For months, Trump had been insisting egg prices were dropping like a rock. At the time, it wasn’t true, and fact-checkers had a field day. But now? It suddenly is.
According to fresh data from the Bureau of Labor Statistics, egg prices plummeted 12.7% in just the last month, the steepest one-month drop since 1984. And the USDA says prices may keep falling. A dozen large white-shell eggs now average $3.30, a 69-cent dip in just one week.
So what changed?
For over a year, consumers cracked open their wallets to pay historic highs due to a devastating avian flu outbreak that decimated flocks. At one point, egg prices surged 49.3% year-over-year. Even this past Easter saw the most expensive eggs on record.
But supply chains are finally stabilizing, bird flu cases are down, and demand has cooled. That cocktail of market forces is now finally trickling down to grocery aisles.
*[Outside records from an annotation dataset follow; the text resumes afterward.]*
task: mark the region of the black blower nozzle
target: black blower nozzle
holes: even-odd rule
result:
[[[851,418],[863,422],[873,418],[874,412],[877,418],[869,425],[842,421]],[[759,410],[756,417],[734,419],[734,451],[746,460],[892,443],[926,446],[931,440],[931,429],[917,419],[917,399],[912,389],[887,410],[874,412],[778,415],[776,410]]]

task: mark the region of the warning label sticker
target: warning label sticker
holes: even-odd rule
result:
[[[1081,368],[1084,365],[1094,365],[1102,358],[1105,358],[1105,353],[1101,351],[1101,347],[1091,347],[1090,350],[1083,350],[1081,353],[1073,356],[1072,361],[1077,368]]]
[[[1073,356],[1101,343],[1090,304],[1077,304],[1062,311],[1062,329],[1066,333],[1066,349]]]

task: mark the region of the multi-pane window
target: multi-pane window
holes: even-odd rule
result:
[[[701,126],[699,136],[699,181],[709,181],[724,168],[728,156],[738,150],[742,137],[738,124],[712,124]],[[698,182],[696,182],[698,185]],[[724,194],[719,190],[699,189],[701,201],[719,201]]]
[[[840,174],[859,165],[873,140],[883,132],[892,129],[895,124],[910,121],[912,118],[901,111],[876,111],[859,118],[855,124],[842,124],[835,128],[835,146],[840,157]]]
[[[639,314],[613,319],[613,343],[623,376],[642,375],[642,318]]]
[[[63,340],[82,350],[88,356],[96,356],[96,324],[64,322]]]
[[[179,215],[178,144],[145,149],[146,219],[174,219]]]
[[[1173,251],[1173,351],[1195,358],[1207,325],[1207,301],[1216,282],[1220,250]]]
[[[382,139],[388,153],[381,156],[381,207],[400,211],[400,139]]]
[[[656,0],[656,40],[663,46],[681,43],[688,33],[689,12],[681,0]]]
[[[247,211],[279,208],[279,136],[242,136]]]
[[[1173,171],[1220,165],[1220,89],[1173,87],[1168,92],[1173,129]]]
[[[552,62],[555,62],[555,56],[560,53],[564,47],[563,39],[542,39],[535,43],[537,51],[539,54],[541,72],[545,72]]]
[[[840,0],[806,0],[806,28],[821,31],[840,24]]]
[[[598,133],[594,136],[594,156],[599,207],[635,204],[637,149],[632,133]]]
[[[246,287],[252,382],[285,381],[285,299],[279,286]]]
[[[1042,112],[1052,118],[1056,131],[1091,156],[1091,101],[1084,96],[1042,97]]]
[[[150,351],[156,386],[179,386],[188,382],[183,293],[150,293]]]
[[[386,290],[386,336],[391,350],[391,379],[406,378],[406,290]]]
Trump, meanwhile, jumped the gun.
In February, he loudly credited his administration for the phantom price plunge. At a rally, he claimed egg prices had dropped “like 93, 94%.” They hadn’t. At best, wholesale prices — what distributors pay, not consumers — had dropped by half. Consumer prices hadn’t budged.
Still, Trump’s premature celebration now sounds eerily prescient.
Was he bluffing? Misreading wholesale data? Taking credit in advance? Maybe all three. But the irony remains: Trump’s egg-price fiction has hatched into economic reality just weeks after he claimed it.
“Maybe the worst of EggGate has passed,” said Tyler Schipper, economics professor at the University of St. Thomas.
That’s cold comfort for shoppers still paying nearly 50% more than a year ago. But for now, at least, it looks like the yolk’s on the critics.